Irish investment in one of worlds worst regimes

Ireland has a company heavily invested in the Caspian sea's oilfields belonging to Turkmenistan. The corrupt and brutal nature of this dictatorship should preclude any ethical company from investing and yet Dragon Oil plc is almost totally dependent for its existence on a Production Sharing Agreement with this repressive regime.

Dragon Oil plc claims to be an Irish company but the majority of its shares are owned by the Emirates National Oil Company (ENOC), 52.64%.

It is invested in the oil and gas fields of the Caspian Sea, the major natural resource for Turkmenistan, for which it has made a Production Sharing Agreement (PSA) with the dictatorship which generously allows this terrible autocracy a giant share. Of the forecast 651 million barrels due in the life of the agreement Dragon Oil are only netting 232 million of them. The Turkmen regime has quite a share. Along with a crashing cotton export economy, oil and gas are the only means for Turkmenistan to earn money and it is being aided and abetted by Dragon Oil.

Why is this bad? Turkmenistan is noted by Amnesty International as having a grave human rights situation. One where there are no opposition parties. Where torture, unfair trials, arbitrary detention, ethnic and religious discrimination, and restricted education are part and parcel of daily life. The CIA have stated that they use oil revenues to bolster this inefficient economy, in effect allowing the regime to survive. According to the best statistics they could garner 58% of people live below the poverty line and there is 60% unemployment. They are thought by Amnesty to utilize child labour to bring in their cash crop of cotton, but they are so repressive as a regime that independent monitors are not allowed in. Yet they have signed up to many of the world's agreements on human rights and liberties. They have embassies from the US and from UAE, home to ENOC. They receive US investment. They are not part of the axis of evil and like Burma seem to be able to maintain international investment inspite of their appalling record.

Over the past few weeks the Irish Times has had small notices in its business pages, little more than company press releases, informing investors of the profits and potential new earnings by the opening of new wells. No mention that Turkmenistan is a dictatorship, that a ruling elite siphon off the wealth of the oil and the majority live in poverty. That education is suffering and libraries closing. The health service collapsing. Instead Dragon Oil's website is clean and colourful, and their press releases focus on barrels per day and health and safety in line with regional operational standards, though what that might mean in a dictatorship is open to question.

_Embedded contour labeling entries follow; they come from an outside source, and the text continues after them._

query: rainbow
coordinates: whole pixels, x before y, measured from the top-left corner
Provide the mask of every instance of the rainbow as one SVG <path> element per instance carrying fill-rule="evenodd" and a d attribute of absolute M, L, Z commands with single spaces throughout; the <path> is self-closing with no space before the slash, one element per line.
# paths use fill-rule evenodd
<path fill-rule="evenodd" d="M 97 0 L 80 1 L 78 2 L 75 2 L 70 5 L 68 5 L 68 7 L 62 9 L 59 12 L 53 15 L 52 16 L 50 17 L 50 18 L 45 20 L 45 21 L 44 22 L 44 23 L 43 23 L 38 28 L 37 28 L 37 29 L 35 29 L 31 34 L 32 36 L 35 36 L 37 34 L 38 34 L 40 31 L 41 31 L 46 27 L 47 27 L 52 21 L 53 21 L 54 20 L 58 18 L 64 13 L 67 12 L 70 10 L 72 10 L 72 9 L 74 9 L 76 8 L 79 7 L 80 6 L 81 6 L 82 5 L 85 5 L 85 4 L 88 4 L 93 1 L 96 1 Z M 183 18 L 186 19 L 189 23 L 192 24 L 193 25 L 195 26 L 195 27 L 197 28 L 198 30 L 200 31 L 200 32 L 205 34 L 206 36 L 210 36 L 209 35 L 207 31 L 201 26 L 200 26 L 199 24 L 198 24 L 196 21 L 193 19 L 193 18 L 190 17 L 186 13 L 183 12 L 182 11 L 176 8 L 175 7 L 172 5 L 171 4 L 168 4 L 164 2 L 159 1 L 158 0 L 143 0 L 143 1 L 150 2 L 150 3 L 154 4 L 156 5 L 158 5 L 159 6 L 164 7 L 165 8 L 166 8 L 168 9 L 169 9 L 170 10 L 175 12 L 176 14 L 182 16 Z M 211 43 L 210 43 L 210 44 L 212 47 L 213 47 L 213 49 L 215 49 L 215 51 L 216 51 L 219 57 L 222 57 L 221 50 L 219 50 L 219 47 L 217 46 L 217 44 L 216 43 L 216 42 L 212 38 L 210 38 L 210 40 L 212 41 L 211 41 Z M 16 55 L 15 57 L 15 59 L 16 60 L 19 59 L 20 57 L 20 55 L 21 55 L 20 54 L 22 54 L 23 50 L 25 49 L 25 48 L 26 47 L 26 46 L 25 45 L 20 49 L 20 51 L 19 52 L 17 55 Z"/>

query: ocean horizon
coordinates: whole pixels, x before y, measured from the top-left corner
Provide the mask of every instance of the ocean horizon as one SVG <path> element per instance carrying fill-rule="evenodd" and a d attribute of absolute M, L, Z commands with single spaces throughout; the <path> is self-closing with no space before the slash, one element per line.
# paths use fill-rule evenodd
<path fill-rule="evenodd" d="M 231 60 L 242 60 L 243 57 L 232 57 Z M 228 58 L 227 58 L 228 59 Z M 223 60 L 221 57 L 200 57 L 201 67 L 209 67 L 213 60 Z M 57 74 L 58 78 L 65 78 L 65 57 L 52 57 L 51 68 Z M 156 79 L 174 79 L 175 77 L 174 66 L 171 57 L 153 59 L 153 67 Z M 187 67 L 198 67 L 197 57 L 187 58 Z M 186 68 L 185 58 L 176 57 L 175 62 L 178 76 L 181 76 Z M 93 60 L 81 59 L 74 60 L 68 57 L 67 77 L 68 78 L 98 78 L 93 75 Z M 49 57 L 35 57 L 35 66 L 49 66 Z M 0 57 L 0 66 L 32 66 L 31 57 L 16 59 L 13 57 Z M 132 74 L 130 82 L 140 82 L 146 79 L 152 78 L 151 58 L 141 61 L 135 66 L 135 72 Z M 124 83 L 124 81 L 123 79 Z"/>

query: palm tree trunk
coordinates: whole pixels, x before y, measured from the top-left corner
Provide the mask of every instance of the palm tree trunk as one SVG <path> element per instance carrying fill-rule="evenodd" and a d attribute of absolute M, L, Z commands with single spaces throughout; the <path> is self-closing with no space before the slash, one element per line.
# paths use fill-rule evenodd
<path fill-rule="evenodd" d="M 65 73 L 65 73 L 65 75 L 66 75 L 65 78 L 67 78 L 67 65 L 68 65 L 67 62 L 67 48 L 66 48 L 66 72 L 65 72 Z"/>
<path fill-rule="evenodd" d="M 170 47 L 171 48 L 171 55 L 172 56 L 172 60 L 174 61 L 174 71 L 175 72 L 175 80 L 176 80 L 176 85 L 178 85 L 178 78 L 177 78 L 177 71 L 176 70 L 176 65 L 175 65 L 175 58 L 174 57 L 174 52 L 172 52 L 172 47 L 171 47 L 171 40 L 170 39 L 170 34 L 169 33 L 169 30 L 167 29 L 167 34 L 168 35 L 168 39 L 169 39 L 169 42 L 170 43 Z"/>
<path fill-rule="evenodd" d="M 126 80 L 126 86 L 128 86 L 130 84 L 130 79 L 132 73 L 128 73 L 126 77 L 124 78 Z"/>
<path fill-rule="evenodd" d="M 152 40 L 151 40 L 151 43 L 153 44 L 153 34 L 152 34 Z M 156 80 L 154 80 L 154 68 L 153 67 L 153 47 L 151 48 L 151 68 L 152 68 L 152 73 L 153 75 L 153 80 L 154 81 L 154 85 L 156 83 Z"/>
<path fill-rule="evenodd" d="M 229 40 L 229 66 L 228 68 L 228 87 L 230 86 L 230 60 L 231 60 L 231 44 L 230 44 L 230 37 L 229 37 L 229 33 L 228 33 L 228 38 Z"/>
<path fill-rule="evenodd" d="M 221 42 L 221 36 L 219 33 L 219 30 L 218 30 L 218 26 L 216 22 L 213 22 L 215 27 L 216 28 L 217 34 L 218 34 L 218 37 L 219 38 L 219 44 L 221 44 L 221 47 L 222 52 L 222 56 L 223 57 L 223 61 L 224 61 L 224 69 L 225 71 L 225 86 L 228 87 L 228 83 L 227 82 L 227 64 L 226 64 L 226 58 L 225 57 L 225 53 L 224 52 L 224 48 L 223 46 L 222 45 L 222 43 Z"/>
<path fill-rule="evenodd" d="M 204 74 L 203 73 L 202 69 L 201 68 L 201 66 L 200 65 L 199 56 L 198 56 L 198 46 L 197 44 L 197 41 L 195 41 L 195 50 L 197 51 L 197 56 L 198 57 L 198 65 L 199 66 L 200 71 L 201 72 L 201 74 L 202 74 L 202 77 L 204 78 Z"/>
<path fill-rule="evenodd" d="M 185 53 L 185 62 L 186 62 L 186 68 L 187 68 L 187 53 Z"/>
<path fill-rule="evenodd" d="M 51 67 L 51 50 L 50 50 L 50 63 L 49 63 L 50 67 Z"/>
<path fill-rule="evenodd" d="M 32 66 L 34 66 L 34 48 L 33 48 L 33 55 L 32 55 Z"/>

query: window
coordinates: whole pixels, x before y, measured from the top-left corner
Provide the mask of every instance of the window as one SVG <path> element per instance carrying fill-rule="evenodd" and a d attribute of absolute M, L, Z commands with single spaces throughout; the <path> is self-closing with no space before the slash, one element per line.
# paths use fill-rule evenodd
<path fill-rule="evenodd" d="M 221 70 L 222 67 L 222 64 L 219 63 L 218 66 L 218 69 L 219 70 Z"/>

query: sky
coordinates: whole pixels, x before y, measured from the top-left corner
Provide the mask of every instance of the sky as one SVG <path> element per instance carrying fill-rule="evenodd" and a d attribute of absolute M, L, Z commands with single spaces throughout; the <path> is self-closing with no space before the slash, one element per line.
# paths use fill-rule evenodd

The Turkmen government, or its dictator Niyazov, might feel they struck a good deal for themselves considering how little the Irish government received from Shell for the Corrib gas field. Irish investors may not care how their investment is affecting the lives of others, but coporate responsibility is increasingly relevant to both people and governments. If we can't stop Dragon Oil investing in Turkmenistan, or have them put pressure for a more open and less repressive regime, perhaps we can stop them associating this company with Ireland.

Related Link: http://www.dragonoil.com
author by Brian Goldenpublication date Mon Oct 29, 2007 15:03author email bgoldenirl at hotmail dot comauthor address author phone Report this post to the editors

Thanks for this article. Found it on a random web search. I invested in Dragon just looking at the financials. Didn't appreciate just how bad the regime in Turkmenistan is. Looking much more into it, there has been a change of leader since this article but still things look very bad. I'm selling pretty much on your arguments as the recent production rates still make the share look cheap. I'm only sorry I didn't see this earlier!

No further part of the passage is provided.